Palliative care is an approach that prioritizes measures to relieve symptoms (without curative intent) and improve comfort. It is a valid and respected choice for care; only owners can decide what is best their dogs. Palliative care also can be provided to dogs who are at the end stage of their disease.
The heartbreaking reality is that the vast majority of dogs affected by OSA will succumb to the disease or be released through euthanasia due to disease progression. Dogs who do not receive any form of cancer-specific treatment are usually euthanized within one to two months of diagnosis due to uncontrolled pain.

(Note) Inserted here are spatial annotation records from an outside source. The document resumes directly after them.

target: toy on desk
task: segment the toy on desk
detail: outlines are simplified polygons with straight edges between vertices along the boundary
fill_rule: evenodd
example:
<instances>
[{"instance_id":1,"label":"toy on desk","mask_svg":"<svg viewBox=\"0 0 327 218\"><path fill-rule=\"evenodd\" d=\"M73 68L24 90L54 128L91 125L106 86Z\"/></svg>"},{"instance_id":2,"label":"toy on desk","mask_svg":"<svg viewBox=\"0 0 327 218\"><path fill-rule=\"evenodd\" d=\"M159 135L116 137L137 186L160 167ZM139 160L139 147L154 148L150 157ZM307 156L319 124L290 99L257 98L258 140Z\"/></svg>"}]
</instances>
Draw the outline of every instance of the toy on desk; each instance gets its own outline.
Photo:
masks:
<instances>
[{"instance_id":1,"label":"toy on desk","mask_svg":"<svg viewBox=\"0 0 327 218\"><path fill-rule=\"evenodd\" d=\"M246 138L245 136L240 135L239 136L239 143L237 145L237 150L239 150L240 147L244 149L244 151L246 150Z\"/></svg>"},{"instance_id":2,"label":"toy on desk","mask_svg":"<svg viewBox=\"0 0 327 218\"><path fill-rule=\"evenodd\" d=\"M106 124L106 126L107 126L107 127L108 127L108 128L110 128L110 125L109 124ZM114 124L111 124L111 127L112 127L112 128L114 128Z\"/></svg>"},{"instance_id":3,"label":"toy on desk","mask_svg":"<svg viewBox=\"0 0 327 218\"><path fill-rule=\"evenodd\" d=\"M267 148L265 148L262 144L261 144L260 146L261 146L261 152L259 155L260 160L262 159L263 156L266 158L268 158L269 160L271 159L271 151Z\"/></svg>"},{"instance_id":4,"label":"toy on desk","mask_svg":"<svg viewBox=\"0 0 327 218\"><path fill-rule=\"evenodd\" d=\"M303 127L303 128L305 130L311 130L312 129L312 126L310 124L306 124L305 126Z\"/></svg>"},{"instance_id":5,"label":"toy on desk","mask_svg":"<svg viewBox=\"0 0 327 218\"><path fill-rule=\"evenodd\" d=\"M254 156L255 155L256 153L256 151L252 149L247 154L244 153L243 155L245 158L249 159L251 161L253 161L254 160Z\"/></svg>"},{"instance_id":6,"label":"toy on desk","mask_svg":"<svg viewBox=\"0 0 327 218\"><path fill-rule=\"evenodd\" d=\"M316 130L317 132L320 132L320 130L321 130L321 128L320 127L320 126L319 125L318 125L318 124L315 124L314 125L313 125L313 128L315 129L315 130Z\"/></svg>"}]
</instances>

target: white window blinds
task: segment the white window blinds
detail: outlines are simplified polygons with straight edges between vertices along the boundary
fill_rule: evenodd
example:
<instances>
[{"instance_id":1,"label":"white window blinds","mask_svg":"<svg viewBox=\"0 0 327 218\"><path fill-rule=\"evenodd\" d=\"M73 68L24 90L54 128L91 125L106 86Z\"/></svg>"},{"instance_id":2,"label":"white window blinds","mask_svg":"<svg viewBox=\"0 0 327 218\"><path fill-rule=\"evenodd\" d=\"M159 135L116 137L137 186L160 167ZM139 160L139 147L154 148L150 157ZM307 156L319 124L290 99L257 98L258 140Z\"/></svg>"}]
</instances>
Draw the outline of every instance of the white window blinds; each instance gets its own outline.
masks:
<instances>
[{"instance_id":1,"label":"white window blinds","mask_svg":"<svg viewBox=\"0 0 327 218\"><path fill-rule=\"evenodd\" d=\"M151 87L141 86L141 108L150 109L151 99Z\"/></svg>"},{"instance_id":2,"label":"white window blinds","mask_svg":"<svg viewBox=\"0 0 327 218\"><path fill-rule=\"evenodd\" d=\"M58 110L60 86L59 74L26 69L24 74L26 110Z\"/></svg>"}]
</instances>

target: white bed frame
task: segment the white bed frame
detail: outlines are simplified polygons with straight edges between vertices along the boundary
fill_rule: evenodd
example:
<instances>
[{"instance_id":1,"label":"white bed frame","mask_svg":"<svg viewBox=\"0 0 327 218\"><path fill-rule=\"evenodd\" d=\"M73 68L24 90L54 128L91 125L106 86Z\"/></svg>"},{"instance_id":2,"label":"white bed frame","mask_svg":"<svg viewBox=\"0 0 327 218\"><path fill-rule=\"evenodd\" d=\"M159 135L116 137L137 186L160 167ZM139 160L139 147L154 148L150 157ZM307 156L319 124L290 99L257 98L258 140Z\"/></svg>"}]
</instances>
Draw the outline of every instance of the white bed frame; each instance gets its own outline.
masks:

Those treated with surgery alone (amputation) have an average survival period of about four to five months; almost all die within a year and only 2% live past two years.
Dogs receiving surgery and chemotherapy have average survival times of approximately 10 months, with up to 28% alive after two years.
The median survival time for dogs receiving radiation therapy and chemotherapy is about seven months.
In general, dogs between 7 and 10 years old tend to have longer survival times than younger and older dogs.
The prognosis is very poor for dogs with Stage III OSA; the average survival time is 2.5 months. Dogs less than 7 years old with a large tumor located at the top of the humerus also have a very poor prognosis. Dogs with axial OSA have an average survival time of four to five months as complete surgery is usually prohibitive due to tumor location and likely recurrence. If regional lymph node metastasis has been found, survival time is only about 1.5 months.
This Is A Tough One
With the increasing amount of research being conducted on OSA, there is hope for new therapies, increased survival times, and improved outcomes. But for many, it won’t be soon enough. Bear, my friend Keri’s dog, succumbed to OSA while I was writing this. He lived 16 months after diagnosis with palliative care and lots of love. He is very much missed.